Of course, if a decree is void on its face, it may be attacked collaterally anywhere at any time. Natis v. Jackson, 205 Miss. 490, 38 So. 2d 925. Likewise, if it is void on its face or procured by fraud, it may be collaterally attacked at a subsequent term. Horne v. Moorhead, 169 Miss. 362, 152 So. 495, 153 So. 668.

But, in the present case, the decree, on its face, does not appear to be void. To the contrary, on its face, it appears to be good. There was a finding by the court that Jim Culpepper, Chancery Clerk, Administrator, etc. was properly and legally served with process, *486as quoted above. The cross-bill of the appellants is clearly a collateral attack.

The presumption as to regularity was well stated in Brotherhood of Railroad Trainmen v. Agnew, 170 Miss. 604, 155 So. 205, where it was said: “The presumption of law is that public officers have performed their duties. And, as said by ns in the recent case, Walton v. Gregory, (170 Miss. 129), 154 So. 717, in respect to the judgments of courts of general jurisdiction, ‘unless the contrary affirmatively appears from the record, all jurisdictional facts are conclusively presumed to have existed, whether there be recitals in the record to show them or not, and this rule applies, although the judgment attacked was rendered by -default, on constructive service of process alleged to be defective.’ The presumption mentioned is conclusive on a collateral attack; and on a direct attack, as is the case here, the presumption still stands unless the defendant affirmatively show that the defect complained of existed as a matter of fact.”

In Whitley v. Towle, 163 Miss. 418, 141 So. 571, the return of the service was missing, and the appellant there contended that the record failed to show that the summons to the appellee to appear before the chancellor at the time and place mentioned was served. In response to that contention, the opinion said: “In a direct attack on a decree it is, of course, competent to show that there was no service of summons, but in a collateral attach, as is here made, unless the record affirmatively shows to the contrary, all jurisdictional facts are conclusively presumed to have existed, including the proper service of process. It is not enough that the return of service is merely missing from the record — and that is all that is shown here. This exact point was settled in Federal Reserve Bank v. Wall, 138 Miss. 204, 103 So. 5.” (Emphasis supplied.) See also Cotton v. Harlan, 124 Miss. 691, 87 So. 152, and authorities there *487cited. See also Honeywell v. Aaron, 228 Miss. 284, 87 So. 2d 562, where many authorities are collated. Cf. also Hollingsworth v. Central Oil Company, 236 Miss. 779, 112 So. 2d 518.
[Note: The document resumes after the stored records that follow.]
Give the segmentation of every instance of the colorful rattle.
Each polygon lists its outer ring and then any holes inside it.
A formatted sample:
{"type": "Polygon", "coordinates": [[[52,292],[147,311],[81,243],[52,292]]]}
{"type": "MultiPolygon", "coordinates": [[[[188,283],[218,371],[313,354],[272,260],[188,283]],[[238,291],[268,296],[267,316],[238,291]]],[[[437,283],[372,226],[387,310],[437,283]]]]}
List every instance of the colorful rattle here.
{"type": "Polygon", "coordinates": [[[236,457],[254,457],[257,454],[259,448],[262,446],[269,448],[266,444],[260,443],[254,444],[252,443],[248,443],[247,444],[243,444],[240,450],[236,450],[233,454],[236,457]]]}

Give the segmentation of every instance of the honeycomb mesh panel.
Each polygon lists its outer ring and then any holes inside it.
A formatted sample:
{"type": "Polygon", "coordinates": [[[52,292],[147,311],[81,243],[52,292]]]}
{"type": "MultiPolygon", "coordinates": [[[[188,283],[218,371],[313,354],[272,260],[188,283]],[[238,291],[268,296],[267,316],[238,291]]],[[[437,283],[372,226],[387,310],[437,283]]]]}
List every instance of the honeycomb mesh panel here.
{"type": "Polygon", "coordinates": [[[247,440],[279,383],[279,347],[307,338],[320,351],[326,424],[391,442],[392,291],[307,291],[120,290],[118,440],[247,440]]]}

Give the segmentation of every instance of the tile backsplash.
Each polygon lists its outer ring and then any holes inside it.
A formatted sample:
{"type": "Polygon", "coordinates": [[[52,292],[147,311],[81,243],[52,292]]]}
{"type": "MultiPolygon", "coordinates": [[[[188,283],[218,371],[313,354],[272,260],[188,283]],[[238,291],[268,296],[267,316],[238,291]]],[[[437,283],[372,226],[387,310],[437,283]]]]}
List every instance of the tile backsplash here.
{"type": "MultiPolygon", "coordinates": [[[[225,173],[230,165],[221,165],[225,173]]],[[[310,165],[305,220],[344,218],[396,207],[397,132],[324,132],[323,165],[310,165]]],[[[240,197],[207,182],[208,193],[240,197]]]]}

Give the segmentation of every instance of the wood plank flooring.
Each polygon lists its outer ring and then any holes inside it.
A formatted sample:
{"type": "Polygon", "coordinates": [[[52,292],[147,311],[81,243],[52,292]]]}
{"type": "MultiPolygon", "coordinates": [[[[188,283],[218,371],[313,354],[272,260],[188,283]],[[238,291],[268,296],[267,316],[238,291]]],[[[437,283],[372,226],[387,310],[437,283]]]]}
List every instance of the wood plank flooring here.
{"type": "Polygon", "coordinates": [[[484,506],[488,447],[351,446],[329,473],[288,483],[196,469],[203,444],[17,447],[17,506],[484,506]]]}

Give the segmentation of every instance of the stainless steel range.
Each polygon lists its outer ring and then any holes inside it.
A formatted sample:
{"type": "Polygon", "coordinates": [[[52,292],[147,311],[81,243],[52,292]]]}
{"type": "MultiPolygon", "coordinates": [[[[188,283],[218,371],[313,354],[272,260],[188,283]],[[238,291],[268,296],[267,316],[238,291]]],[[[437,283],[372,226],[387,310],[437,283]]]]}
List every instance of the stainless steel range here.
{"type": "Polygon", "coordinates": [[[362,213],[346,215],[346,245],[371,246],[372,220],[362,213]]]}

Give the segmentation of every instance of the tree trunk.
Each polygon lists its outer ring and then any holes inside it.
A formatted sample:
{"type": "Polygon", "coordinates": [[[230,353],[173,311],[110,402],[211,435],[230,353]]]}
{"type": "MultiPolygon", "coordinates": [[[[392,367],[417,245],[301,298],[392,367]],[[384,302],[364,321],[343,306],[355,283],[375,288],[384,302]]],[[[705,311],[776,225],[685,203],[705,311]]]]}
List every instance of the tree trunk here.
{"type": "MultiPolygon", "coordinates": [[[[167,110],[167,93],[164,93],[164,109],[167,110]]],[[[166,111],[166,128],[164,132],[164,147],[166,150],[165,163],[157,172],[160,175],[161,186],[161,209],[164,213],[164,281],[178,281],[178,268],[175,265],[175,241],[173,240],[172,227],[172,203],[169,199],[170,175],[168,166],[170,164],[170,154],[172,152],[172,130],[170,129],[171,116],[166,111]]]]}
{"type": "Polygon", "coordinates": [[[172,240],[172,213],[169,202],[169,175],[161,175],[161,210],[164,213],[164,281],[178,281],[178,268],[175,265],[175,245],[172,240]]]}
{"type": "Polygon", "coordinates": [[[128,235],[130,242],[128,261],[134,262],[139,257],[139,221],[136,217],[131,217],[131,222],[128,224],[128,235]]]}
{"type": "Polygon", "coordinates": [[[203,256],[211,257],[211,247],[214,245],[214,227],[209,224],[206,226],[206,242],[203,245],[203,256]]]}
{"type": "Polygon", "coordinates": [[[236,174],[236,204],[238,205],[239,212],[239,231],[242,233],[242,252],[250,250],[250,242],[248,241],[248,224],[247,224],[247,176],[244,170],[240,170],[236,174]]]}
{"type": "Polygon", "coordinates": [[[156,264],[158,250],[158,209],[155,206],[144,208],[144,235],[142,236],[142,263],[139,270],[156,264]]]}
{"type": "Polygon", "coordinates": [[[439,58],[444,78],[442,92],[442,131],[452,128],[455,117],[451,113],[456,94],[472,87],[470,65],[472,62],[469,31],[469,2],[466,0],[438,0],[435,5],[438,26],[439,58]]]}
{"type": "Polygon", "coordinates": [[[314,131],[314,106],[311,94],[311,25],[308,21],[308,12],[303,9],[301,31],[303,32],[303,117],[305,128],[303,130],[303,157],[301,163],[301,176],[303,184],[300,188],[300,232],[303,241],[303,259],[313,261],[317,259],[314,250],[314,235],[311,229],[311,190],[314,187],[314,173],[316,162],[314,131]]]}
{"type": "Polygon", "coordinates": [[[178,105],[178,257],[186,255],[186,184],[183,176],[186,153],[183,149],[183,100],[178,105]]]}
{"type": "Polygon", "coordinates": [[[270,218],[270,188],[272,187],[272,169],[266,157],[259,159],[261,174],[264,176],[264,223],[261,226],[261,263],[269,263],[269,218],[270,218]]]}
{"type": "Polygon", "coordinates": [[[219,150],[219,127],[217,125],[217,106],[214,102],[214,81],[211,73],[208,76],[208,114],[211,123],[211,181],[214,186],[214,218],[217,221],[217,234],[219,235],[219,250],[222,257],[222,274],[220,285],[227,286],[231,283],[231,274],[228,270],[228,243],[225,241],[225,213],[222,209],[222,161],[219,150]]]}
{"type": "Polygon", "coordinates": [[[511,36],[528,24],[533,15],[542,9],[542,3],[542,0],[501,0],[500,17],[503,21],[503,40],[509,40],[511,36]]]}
Obviously the appellants could not maintain their collateral attack.

In Schaffer v. Schaffer, 209 Miss. 220, 46 So. 2d 443, this Court held that ‘ ‘ Defaulted installments of alimony can be recovered against the husband’s personal representative.” In that case, no lien had been impressed. Consequently the claim was probated. See also Rainwater v. Rainwater, 236 Miss. 412, 110 So. 2d 608.

In this case, as stated above, the lien was impressed upon and was fully effective against the property long before Logan made any effort to convey his interest therein. The rights of his grantees were subordinated to the lien which was placed thereon by the court in order to assure the payment of the sums which were adjudged for the support of the wife and minor children.

The court was right in sustaining the demurrer to the cross-bill of these appellants, and the decree to that effect will be affirmed.

Affirmed and remanded.

Arrington, Ethridge, McElroy and Rodgers, JJ., concur.